Harvey was fired this year after being charged with a gross misdemeanor following a confrontation with a state Department of Fish and Wildlife police officer who responded on Jan. 22 to a report of boys shooting after hunting hours on private land north of Spokane. Harvey, who was off-duty at the time, is accused of hindering the investigation, which involved his sons.
Defense attorney Rob Cossey asked wildlife officer Dave Spurbeck a series of pointed questions about why he did not put in his report that the tipster reporting the suspected hunting violation was in fact a personal friend.
“I’m concerned,” Cossey continued. “You are a law enforcement officer. You have an obligation to be fair and impartial. And you don’t think that would be important?”
“What I told them was accurate,” Spurbeck replied.

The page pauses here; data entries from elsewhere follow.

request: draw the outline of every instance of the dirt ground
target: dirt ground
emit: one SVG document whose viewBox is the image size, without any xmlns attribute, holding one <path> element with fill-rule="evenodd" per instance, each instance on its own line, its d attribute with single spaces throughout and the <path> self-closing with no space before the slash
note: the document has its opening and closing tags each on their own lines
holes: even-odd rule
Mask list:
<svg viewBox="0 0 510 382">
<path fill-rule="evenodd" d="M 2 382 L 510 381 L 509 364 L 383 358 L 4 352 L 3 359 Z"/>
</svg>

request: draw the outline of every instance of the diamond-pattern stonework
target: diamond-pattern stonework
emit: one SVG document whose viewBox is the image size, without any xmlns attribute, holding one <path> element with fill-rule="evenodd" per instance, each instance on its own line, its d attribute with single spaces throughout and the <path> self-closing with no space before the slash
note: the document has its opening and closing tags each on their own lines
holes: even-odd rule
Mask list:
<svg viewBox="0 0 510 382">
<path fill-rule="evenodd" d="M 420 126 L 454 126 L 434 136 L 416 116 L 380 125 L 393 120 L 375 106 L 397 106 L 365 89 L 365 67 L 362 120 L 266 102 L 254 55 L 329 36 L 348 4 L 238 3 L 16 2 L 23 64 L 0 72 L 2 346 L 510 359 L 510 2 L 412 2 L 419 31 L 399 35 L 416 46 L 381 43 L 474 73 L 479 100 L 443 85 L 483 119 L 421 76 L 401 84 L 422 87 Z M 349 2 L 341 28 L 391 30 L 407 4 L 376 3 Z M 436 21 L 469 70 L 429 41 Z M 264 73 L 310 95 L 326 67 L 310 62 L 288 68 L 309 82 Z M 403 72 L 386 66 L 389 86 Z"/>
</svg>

The jury trial before Whitman County District Judge Douglas Robinson, who was called in to preside because of potential conflicts involving Spokane County judges, is expected to conclude today.
Harvey, 46, was vice president of the Spokane Police Guild when police Chief Anne Kirkpatrick placed him on paid leave in February after she learned about the confrontation.

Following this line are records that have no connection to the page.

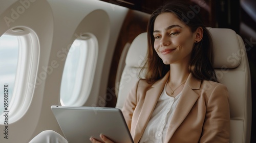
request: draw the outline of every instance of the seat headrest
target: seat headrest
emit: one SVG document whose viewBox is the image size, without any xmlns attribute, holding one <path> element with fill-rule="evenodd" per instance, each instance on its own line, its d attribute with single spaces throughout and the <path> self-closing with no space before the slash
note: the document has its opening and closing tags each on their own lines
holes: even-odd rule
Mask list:
<svg viewBox="0 0 256 143">
<path fill-rule="evenodd" d="M 211 35 L 214 52 L 215 68 L 234 68 L 241 62 L 240 46 L 236 32 L 229 29 L 208 28 Z M 127 54 L 126 65 L 139 67 L 146 56 L 147 33 L 142 33 L 134 40 Z M 223 67 L 224 65 L 225 67 Z"/>
</svg>

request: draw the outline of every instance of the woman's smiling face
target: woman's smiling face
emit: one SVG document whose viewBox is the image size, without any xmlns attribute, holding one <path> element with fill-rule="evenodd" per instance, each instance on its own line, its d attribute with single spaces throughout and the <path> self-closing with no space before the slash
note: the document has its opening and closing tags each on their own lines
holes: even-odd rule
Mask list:
<svg viewBox="0 0 256 143">
<path fill-rule="evenodd" d="M 195 42 L 195 34 L 175 15 L 163 13 L 155 21 L 154 49 L 165 64 L 188 63 Z"/>
</svg>

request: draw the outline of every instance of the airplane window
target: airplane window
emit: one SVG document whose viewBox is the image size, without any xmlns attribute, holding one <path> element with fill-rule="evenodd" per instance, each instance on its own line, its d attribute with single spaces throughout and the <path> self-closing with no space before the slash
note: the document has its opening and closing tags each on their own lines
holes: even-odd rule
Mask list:
<svg viewBox="0 0 256 143">
<path fill-rule="evenodd" d="M 87 34 L 83 38 L 76 39 L 69 50 L 60 87 L 62 105 L 81 106 L 90 92 L 97 52 L 96 40 L 93 37 Z"/>
<path fill-rule="evenodd" d="M 28 110 L 38 85 L 39 49 L 36 34 L 27 27 L 11 28 L 0 37 L 0 124 L 7 116 L 9 123 L 14 122 Z"/>
<path fill-rule="evenodd" d="M 13 93 L 18 64 L 18 44 L 16 36 L 5 34 L 0 37 L 0 86 L 2 90 L 0 93 L 4 93 L 4 96 L 0 97 L 0 105 L 3 105 L 0 106 L 0 114 L 5 111 L 4 103 L 6 103 L 7 105 L 8 102 L 10 103 Z"/>
</svg>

Spurbeck testified that he got a call that boys were shooting after hours near Deadman Creek north of Spokane and he went to investigate. He had the reporting caller, who is also a hunting buddy, get the license plate of the truck that picked up the boys; it was registered to Harvey.

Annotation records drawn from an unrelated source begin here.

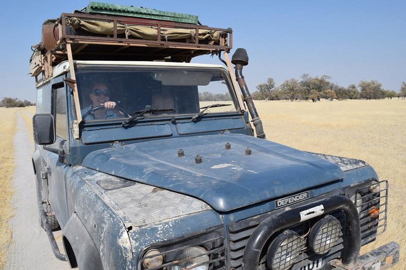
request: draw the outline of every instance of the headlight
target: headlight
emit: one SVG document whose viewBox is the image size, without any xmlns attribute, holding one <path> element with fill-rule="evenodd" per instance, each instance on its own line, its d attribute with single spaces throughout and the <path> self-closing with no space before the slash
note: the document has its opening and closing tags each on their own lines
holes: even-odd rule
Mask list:
<svg viewBox="0 0 406 270">
<path fill-rule="evenodd" d="M 340 221 L 332 216 L 326 216 L 310 229 L 309 236 L 310 247 L 318 254 L 326 253 L 335 244 L 341 232 Z"/>
<path fill-rule="evenodd" d="M 143 261 L 144 267 L 150 269 L 162 265 L 163 263 L 163 256 L 159 253 L 157 249 L 149 250 L 144 256 L 145 259 Z"/>
<path fill-rule="evenodd" d="M 207 251 L 201 247 L 192 247 L 182 250 L 176 255 L 171 270 L 208 270 L 209 261 Z M 195 266 L 196 267 L 193 267 Z"/>
<path fill-rule="evenodd" d="M 301 248 L 300 236 L 292 230 L 285 230 L 270 244 L 266 263 L 273 270 L 289 269 L 299 256 Z"/>
<path fill-rule="evenodd" d="M 359 214 L 362 207 L 362 195 L 357 192 L 354 194 L 350 199 L 352 201 L 352 202 L 354 203 L 354 204 L 357 207 L 357 211 L 358 212 Z"/>
</svg>

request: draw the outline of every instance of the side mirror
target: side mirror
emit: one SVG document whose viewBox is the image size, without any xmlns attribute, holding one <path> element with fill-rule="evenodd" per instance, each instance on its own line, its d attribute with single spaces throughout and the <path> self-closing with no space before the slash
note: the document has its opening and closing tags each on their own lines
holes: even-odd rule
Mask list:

Spurbeck didn’t know Harvey when he made the traffic stop a few miles from where the after-hours shooting occurred. Spurbeck said Harvey refused to allow him to approach his silver Dodge pickup to question the boys and at one point he had to put Harvey in a “goose neck” hold to keep him away from his truck, which contained several firearms.
“I told him he needed to stop obstructing or I would take him to jail,” Spurbeck said. “He brought out his wallet and it said Spokane police detective. I said, ‘You’ve got to be kidding me.’ I told him I couldn’t believe after all that had happened that he was a police officer.”
Spurbeck said he asked Harvey why he didn’t say something sooner, and he “said the way things are in the department right now, he would get into trouble for that.”
And he did. Kirkpatrick fired Harvey in July in part for the allegations from Spurbeck and from what she also described in a letter as a “troubled work history.”
The city’s letter documented other discipline and negative evaluations during Harvey’s years in the department. He was suspended for 20 days in 1987 after breaking a man’s arm; given an oral reprimand in 1989 after eight detention employees reported that Harvey and two fellow officers used excessive force against a 17-year-old boy; and suspended for 40 hours in 1991 for calling in sick so he could go hunting.
Within days after he was fired, Harvey and his civil attorney, Bob Dunn, filed a $10 million claim against the city for its handling of his case.